I explore the collapse of this hegemonic monomyth into meaninglessness to the point where we are not only in the midst of a polycrisis but also a crisis of meaning making and in an age of profound dissonance. I postulate that this dissonance is deliberately designed by the hegemonic powers to keep people in a state of perpetual confusion through obfuscation, gaslighting, diffractions, and distractions. This keeps people not only discombobulated but also exhausted and benumbed from having to deal with a deluge of propaganda and misinformation. Confused people are easy to manipulate, polarize, and fragment so that the hegemony remains unchallenged and unfettered. However, this meta-narrative is collapsing on all fronts--economic, ecological, political, social, and spiritual—as a direct fallout of the hegemony premised on colonization and extraction, separation and supremacy, and power, profit, and privilege for a few.
I move on to how this dissonance is giving way to a liminal space where people across the globe—the hitherto delegitimized, unseen, and unheard voices—are refusing to concur with the hegemony’s narrative, standing in solidarity with the most vulnerable, creating communities of allyship, and marching in movements. These counter-hegemonic actions have always existed but now they are gaining force, coalescing and weaving different webs of alternatives. These webs of movements are offering visions outside of state-led and nation-driven machineries of power. Geopolitical analysts acknowledge that the unipolar world order led by the USA and supported by its vassal states is giving way to a multipolar world; I postulate that multipolarity is being further accompanied by pluriversality. Multipolarity doesn’t challenge the underlying monomyth of infinite growth but replaces a hegemonic power behemoth with many nodes existing in power differentials, measured by their economic growth.
Pluriversality is a decolonial vision of world beyond state machineries. It rises from the people and envisions a world where many worlds fit. This was initially articulated by the Zapatistas in their decolonial vision of a world during their protest on the day that NAFTA went into effect. I am trying to build on this with learnings from the works of writers like Boaventura de Santos, Walter Mignolo, Brand Reiter, Ashish Kothari, and many others. This is also supported by articles, books, social media threads, and posts from researchers, on the ground reporters, citizen journalists risking their all like those in Gaza, and other social observers. I claim no special insight or wisdom. I bear witness to the unfolding and reshaping of history, a scribe with a responsibility to be true to my observations.

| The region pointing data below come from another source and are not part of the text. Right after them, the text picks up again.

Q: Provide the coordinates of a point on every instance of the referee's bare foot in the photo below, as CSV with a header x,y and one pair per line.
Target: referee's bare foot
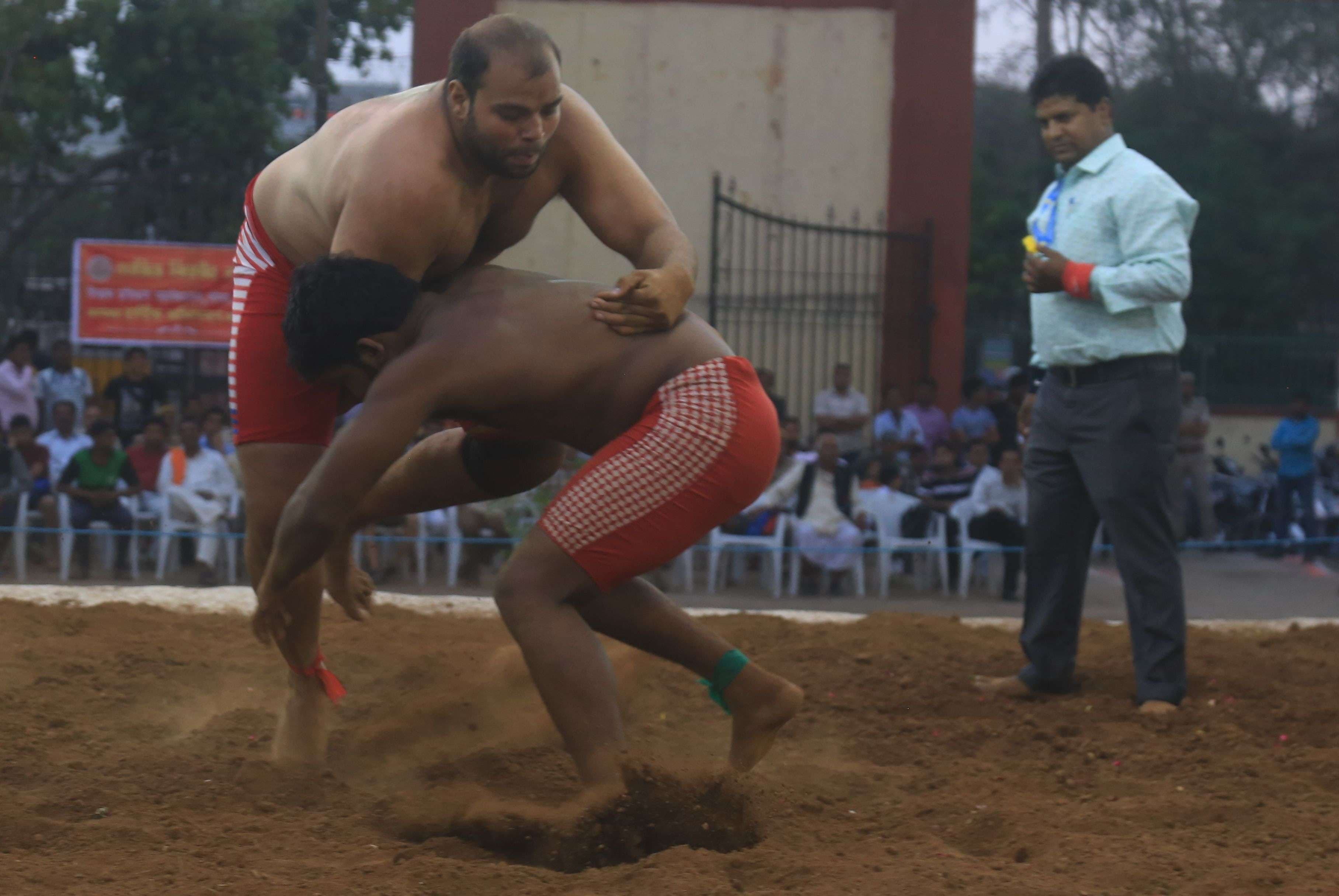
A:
x,y
1004,686
760,705
1157,708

I present their perspectives as direct counterpoints to the hegemonic universality of Western thoughts that has long dominated global discourses across all spectrum of subjects and topics. I argue that the monolithic understanding of reality propagated by Western thought is a fallacious imposition and has done irreparable harm to the planet and all sentient beings. I believe that the alternative visions and narratives can provide viable pathways for more equitable and regenerative futures. I firmly believe that the concept of a pluriverse is not merely a theoretical or academic notion; it is a powerful and radical vision advocating for the acknowledgement, recognition, and incorporation of diverse worldviews, epistemologies, and ontologies in our global understanding as we stand on the brink of a Change of Era as momentous as the Agricultural Revolution or the Industrial Revolution.